Josie: HAHA! So many readers love her! I guess there is a bit of Jade in all of us. We all have some bit of shame in the past. Whereas the other probationary moms have secrets, none are shameful, like Jade’s.

The joy of writing a book with 4-6 main characters (by six, I include Bettina and Brady as well, since we sometimes get in their heads, too) is that the author is allowed to come up with so great motivations, as well as show the full dimension of the character. “What drives this person?” is always the question I ask myself.

I guess I’d have to say that Jillian is a lot of fun to write, because she is truly a victim of circumstance, which makes her the series’ “Everywoman.” How many of us have had a broken relationship, or broken marriage? How many of us have found ourselves without a means of income, but with children to care for? How many of us have had a financial fall from grace?

None of this should keep her from joining a club, but unfortunately  this particular club has such strict criteria that any woman who doesn’t live an ideal life (at least, an ideal life as deemed by Bettina) could never be allowed in.

On the other hand, two of the probies – Jade and Ally – must hide their pasts; and Lorna’s son’s condition is her future.

My goal was to create a group of women who share our pasts, futures, and experiences. As they grow, we will cry for them, and cheer for them.

Chick Lit + Wine: What wine would you choose to pair with “Totlandia”?

Josie: Yummy! Now we’re getting to the GOOD stuff!!!!

Okay, certainly Layer Cake Wines, in this order:

Cabernet Sauvignon:  Described as having  “prominent nose”  and “elegant structure .” Ally, perhaps?

Chardonnay: Jillian. Described as “clean and crisp” and “ lingering enough to make you want another sip.” She wants everything in its place, but her life is such a roller-coaster that we certainly want more of her.

Malbec: Lorna. Described as “brooding” and “elegant.” Yep, that’s her!

Pinot Noir:  Definitely Jade! Described as” spice and layers of dark” berries, and “ripe plums and big juicy black cherries wrapped in a glycerol creamy mouth feel.” (Talk about sultry!)  A touch of smoky earth lingers in the background with the faintest wisp

Granacha: Bettina. Described as “rich and powerful”, and “will definitely lead to more babies.” Well, she is the founder of PHM&T, is she not?

Primitivo: Brady. Any wine described with such  double entendre “layered, and rich in the mouth” and “by far, the most versatile” is definitely him!

Chick Lit + Wine: Who are your favorite authors, chick lit or otherwise?

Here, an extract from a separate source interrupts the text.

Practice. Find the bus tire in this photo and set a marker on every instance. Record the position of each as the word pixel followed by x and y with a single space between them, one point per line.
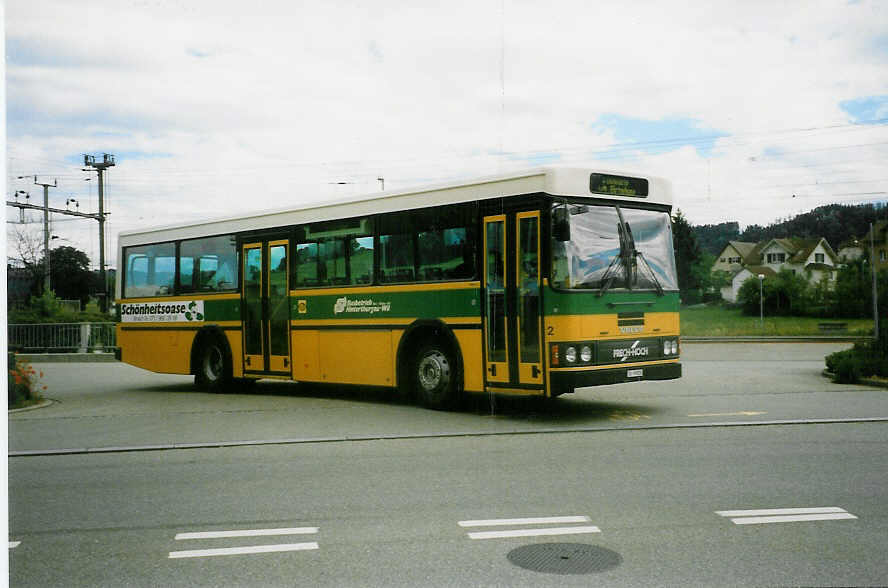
pixel 434 377
pixel 213 369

Josie: I’m very old school: Margaret Mitchell, Edith Wharton and Jane Austen are at the top of my list, as is Charles Dickens and Anthony Trollope. I love over-the-top melodrama and rich prose, with a saga of a story.  I also like historic mystery and espionage, which I find in the novels of John LeCarre, Martin Cruz Smith, and Sir Arthur Conan Doyle. In fact, right now I’m re-reading Agatha Christie, and discovering some of her stories that I missed the first go round. As far as dialogue and capturing the time and place, it’s pure gold.

Chick Lit + Wine: I’m just starting to read the sequel to “Totlandia.” Any other book recommendations for readers who love Totlandia as much as I do?

Josie: Personally, I love Kristin Harmel’s books, and those of Kate Perry and Stephanie Bond. If you’re looking for more mama drama, go pick up my novel, The Baby Planner. It also takes place in San Francisco, but is a darker, stand-alone story.  Also, my novel, Secret Lives of Husbands and Wives, is a take on marriage that is funny and bittersweet at the same time. I’m proud that it will soon be a TV drama on NBC, produced by Jerry Bruckheimer.